Kerstin and I booked a guided trip to Whalsay, an island on the east coast of Shetland. The knitters there had arranged a wonderful day for people who attended Wool Week. They took us sightseeing on the island, and it was beautiful, and the weather was fine. There were sheep everywhere, on the slopes, in the gardens.
This photo is from Simbister Public Hall where we were served tea, coffee, cakes, sandwiches, and delicious fish and chips. I love the decorations in the ceiling! Ready for Christmas, but very nice the year round.
The incredibly kind ladies took us in small groups in their own cars to see designers and crafters. I went to Ina Irvine, spinner and knitter, and Angela Irvine, artist, knitter, photographer.
Let’s start with this handspun and hand knit Shetland shawl by Ina Irvine. She has the most fabulous handspun and knitted items in her small studio, but the shawl just made us stand there in silence first, then trying to say something that wouldn’t be flat.
Ina also makes miniatures for sale:
This is one of her wheels, a wee Shetland wheel. She has several wheels, both old and new.
She has a fine collection of miniature wheels. A few of them here (I have a similar reddish one):
Angela Irvine’s studio was a total contrast.
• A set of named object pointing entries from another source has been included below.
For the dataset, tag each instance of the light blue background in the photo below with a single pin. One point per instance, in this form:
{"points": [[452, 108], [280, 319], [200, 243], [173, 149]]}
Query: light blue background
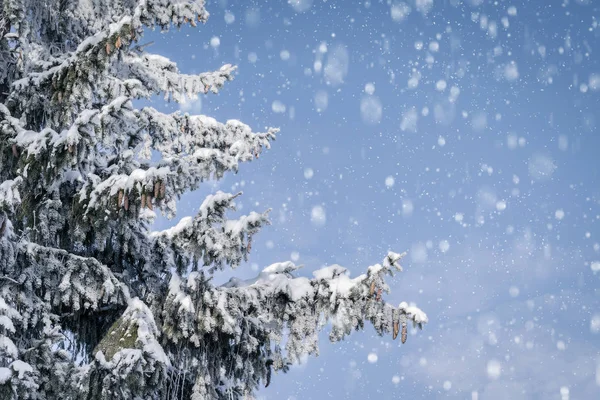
{"points": [[513, 302]]}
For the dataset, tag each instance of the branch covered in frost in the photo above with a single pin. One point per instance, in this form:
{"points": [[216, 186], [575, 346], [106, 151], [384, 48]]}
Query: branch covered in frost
{"points": [[253, 316], [209, 236], [77, 283]]}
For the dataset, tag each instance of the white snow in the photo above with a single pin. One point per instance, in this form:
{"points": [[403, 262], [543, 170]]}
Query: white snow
{"points": [[318, 216], [371, 109], [372, 358], [494, 369]]}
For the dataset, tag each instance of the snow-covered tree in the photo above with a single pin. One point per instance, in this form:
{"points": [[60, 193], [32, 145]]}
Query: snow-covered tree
{"points": [[93, 305]]}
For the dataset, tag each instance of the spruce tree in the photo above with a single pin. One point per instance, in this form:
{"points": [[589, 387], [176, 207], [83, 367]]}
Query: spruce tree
{"points": [[93, 304]]}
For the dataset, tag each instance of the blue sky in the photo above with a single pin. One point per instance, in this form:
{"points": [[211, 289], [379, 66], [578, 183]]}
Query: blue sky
{"points": [[466, 132]]}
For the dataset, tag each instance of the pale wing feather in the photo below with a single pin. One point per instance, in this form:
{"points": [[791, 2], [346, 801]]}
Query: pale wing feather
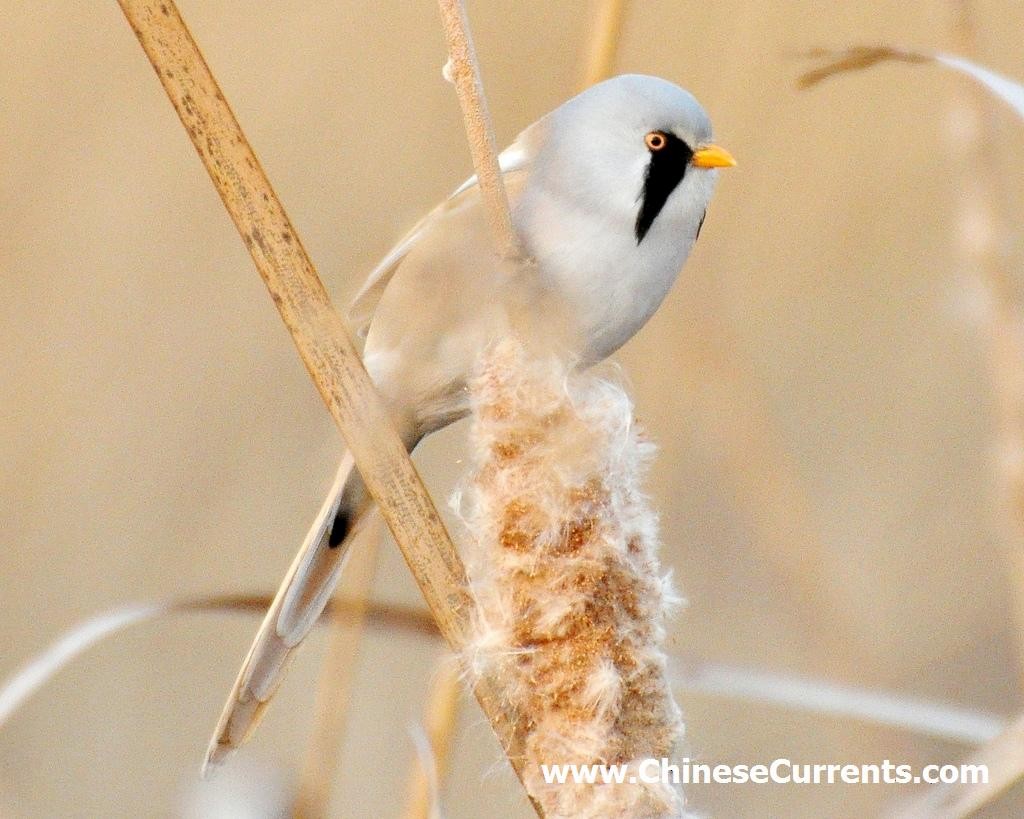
{"points": [[296, 607]]}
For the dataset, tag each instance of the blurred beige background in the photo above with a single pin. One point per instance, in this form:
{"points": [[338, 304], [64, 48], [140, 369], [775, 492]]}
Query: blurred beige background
{"points": [[161, 437]]}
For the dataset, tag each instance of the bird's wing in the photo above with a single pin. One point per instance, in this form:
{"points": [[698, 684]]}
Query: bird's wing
{"points": [[315, 566], [514, 158]]}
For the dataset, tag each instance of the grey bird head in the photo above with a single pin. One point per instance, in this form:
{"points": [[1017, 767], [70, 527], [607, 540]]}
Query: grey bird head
{"points": [[637, 148]]}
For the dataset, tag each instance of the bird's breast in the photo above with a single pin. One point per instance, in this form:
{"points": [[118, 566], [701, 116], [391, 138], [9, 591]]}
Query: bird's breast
{"points": [[590, 261]]}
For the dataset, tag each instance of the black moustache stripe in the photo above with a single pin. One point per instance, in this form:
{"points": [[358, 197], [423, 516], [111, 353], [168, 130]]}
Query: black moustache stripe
{"points": [[665, 172]]}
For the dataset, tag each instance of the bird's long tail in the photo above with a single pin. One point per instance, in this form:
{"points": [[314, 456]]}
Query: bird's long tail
{"points": [[299, 602]]}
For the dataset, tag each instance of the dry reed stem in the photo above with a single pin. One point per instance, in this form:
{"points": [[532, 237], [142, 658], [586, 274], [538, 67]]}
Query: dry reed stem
{"points": [[806, 695], [317, 330], [465, 75], [439, 720], [982, 230], [334, 689], [571, 600], [604, 42]]}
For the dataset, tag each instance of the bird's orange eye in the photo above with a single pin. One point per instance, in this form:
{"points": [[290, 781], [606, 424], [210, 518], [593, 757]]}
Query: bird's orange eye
{"points": [[655, 140]]}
She gets her inspiration partly from traditional Shetland knits, as in this luxurious hat:
Her dresses – imagine them in a night club, or at a posh party:
This cupboard is amazing!
There was much more to see in both studios, but now I want to go fishing. This is the vessel, or part of it because my camera couldn’t get the whole picture of it:
Those who wanted where invited to take a tour in one of the trawlers in the harbour. I wanted to! So I missed the textile exhibition, but as you can see in another post I saw quite a lot of textile in Shetland Museum.
Now ladies and gentlemen, have a look at this ship: not one little piece of dust to be seen anywhere!
If you’d like to have a fishing vessel like that you’d have to dig out some 25 million pounds from your wallet… Fishing is the main source of income in Whalsay. It’s a hazardous business still today. You can only imagine what it was like in earlier times, and what it was like for the women who waited at home while the men where at sea. They took care of all that had to be done in the house and on the grounds, and they knitted. That probably kept their mind away from what was happening out at sea at least for a while.
So what are they knitting now? Traditional, traditional with a twist, new garments. And they have a gang of girls learning to knit.
One of the ladies said it’s good that knitting isn’t taught at school anymore, because that gives the skilled knitters a chance to teach children that really wants to learn and not just play around. That was comforting to hear! As you may have noticed, there is great concern in Shetland about the future of Shetland knitting. I didn’t take photos of the children, but they were there, and they knitted, and they seemed to have great fun.
A good day in Whalsay! If any of you who arranged this happens to see my post, thank you so much!